SECRET WARS #3 Review: “Behind Doom Eyes”

After clearing the decks and some involved establishing of the new status quo, this week’s installment lightly taps the actual plot of Secret Wars into play. The pieces may now all be on the shiny new board with parameters defined but how writer Jonathan Hickman will proceed from here is not yet an illuminated projection. Compacting back to regular-sized, “The Eye of Doom” crosses the line of scrimmage effectively in twenty pages but doesn’t deliver as satisfactorily as either of the previous chapters.

Does Battleworld have internet memes?
Does Battleworld have internet memes?

If anything, it raises far too many questions. Aside from cover painter Alex Ross depicting Jean Grey on the among the “castaways” (was she cut last minute? creative leeway? total oops?), there’s cover-to-cover teases of missing scene allusions and demand for clarification of character motivation/origin.
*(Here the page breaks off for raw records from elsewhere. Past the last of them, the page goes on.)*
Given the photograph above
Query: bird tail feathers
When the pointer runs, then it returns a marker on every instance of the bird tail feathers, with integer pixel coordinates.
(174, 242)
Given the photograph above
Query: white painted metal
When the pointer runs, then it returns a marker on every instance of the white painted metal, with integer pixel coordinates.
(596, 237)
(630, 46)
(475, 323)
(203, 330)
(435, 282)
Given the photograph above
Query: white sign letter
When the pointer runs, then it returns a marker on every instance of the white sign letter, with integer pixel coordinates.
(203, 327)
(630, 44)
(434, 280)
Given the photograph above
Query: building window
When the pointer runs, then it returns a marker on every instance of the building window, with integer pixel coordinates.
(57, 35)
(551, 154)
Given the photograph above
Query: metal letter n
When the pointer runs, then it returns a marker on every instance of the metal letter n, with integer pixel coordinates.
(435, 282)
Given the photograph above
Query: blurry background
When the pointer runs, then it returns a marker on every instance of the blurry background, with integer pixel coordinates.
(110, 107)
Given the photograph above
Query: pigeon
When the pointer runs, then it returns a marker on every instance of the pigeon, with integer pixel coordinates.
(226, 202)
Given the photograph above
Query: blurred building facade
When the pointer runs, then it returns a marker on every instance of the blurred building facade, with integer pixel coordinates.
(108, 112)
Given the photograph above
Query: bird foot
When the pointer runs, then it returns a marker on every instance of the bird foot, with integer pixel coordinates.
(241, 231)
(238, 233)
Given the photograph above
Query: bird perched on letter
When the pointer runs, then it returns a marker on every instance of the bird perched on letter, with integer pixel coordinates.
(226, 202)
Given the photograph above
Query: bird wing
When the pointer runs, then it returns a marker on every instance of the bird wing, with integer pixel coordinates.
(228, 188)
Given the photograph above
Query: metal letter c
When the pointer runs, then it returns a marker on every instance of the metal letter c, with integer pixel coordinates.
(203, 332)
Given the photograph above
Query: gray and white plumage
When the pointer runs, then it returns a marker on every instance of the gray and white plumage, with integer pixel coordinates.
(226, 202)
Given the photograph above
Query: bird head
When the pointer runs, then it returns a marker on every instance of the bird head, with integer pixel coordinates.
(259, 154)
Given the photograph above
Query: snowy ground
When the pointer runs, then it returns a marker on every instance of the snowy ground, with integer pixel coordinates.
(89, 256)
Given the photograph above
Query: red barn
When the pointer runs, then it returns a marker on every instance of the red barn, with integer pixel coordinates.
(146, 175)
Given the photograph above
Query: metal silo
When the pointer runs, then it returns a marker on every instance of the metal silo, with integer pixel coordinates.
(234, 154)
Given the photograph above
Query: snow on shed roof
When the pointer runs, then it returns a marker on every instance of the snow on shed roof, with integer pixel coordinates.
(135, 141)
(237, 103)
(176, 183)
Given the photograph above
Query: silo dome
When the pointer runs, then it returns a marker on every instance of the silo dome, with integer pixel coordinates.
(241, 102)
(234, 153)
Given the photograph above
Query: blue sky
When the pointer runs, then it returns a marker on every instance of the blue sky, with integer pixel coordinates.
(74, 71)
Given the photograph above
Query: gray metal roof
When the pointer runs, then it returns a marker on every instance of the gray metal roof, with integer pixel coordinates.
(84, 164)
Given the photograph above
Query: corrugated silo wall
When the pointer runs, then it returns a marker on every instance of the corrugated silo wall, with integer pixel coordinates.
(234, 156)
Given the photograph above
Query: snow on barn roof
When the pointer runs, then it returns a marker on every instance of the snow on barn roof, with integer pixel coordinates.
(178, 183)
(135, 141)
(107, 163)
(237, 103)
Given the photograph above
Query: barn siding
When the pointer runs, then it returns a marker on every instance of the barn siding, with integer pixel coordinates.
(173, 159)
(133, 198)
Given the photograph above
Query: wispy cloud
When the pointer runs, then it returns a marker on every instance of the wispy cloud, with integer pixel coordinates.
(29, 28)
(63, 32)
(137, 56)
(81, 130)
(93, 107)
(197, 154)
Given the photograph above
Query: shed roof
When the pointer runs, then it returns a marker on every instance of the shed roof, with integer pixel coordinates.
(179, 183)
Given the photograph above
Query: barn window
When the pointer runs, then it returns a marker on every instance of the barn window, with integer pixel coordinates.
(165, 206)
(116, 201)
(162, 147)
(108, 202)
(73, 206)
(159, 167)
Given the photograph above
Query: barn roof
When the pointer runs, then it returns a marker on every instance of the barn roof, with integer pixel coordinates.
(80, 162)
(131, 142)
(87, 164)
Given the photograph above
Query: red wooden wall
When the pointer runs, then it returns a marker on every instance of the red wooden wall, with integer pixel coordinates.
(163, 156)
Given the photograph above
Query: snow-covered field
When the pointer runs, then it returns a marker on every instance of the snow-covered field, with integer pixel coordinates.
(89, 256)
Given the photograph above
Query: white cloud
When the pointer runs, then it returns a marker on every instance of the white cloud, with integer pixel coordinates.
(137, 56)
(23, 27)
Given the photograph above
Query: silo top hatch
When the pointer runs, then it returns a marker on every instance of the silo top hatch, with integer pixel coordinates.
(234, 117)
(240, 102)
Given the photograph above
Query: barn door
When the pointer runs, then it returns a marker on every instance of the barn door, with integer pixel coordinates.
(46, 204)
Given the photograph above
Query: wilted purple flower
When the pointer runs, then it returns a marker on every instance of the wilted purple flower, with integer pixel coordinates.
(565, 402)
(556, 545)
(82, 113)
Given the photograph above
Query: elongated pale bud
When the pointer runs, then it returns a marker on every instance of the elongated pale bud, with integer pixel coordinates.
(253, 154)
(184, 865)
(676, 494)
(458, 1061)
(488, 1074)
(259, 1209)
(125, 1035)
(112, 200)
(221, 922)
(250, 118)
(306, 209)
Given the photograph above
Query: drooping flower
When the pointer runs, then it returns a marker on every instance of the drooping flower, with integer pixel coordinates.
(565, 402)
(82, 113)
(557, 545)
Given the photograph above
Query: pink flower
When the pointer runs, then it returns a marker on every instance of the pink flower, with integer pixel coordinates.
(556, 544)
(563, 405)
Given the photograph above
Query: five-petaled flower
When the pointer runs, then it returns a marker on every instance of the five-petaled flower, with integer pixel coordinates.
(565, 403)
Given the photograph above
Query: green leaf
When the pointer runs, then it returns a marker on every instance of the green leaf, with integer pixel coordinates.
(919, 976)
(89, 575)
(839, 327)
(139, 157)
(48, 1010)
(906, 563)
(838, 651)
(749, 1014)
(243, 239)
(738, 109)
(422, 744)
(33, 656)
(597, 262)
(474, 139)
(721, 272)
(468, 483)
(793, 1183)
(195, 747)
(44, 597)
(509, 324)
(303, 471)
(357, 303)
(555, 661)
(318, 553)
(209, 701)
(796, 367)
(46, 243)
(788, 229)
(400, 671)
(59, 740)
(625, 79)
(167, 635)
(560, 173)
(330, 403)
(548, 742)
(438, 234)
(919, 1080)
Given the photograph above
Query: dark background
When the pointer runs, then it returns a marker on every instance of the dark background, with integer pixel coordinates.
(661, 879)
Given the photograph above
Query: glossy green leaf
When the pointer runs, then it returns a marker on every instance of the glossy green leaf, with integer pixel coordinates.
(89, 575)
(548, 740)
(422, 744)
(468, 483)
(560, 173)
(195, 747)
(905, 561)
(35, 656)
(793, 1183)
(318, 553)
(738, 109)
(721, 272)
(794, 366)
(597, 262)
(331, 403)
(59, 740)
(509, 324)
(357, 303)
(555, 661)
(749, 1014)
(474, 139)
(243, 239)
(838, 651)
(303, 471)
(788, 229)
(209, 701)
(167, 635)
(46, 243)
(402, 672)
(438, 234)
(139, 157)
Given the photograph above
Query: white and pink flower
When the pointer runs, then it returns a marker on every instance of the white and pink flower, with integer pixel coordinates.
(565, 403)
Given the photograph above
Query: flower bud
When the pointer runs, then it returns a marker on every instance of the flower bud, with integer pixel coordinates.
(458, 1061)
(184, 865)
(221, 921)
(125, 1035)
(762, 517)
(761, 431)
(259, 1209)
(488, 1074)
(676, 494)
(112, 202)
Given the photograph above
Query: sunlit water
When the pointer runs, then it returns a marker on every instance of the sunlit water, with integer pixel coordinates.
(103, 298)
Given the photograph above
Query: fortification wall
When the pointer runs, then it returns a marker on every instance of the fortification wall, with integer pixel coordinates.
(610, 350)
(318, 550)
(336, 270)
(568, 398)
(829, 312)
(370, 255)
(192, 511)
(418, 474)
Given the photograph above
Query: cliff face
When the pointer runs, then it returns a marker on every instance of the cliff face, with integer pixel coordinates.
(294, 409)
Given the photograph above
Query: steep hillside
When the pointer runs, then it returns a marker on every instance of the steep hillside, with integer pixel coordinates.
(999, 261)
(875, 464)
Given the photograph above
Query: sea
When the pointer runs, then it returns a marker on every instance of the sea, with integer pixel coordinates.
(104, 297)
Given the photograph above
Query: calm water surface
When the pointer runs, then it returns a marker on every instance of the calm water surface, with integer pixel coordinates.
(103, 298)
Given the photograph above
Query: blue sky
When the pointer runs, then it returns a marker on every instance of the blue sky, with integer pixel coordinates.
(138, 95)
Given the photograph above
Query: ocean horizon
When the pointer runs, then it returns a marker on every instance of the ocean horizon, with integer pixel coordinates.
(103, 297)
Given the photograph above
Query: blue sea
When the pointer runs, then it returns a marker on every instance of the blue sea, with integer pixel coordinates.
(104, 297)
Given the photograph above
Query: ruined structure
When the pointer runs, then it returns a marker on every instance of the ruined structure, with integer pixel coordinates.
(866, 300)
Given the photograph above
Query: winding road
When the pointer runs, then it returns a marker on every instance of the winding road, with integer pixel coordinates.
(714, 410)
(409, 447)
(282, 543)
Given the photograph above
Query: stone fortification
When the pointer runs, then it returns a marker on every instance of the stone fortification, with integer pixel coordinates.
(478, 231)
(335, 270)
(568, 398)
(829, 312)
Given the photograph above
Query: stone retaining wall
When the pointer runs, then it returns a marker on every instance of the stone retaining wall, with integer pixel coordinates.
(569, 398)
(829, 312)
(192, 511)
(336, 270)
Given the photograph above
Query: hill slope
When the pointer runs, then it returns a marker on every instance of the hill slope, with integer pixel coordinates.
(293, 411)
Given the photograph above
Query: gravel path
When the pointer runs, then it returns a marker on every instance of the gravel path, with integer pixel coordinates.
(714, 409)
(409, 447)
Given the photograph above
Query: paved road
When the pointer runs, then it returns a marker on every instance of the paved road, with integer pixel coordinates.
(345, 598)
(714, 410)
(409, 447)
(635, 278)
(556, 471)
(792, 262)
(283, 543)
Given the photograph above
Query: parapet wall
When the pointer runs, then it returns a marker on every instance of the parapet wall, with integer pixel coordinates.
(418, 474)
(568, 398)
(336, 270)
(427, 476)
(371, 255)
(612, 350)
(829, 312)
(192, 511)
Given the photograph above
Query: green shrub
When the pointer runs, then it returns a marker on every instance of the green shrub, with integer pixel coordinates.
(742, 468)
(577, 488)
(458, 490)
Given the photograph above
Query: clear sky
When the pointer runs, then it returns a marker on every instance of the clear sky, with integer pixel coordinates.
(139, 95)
Case in point and without saying too much, if this Sue Storm isn’t a mind-controlled/alternate reality/recreated-by-Doom version and is indeed the “classic” incarnation of the character? Wow.

No, Vic- it's "Did it hurt when you fell from heaven?" Ugh. Do they not have cheesy pick-up lines on Battleworld?!
No, Vic- it’s “Did it hurt when you fell from heaven?” Ugh. Do they not have cheesy pick-up lines on Battleworld?!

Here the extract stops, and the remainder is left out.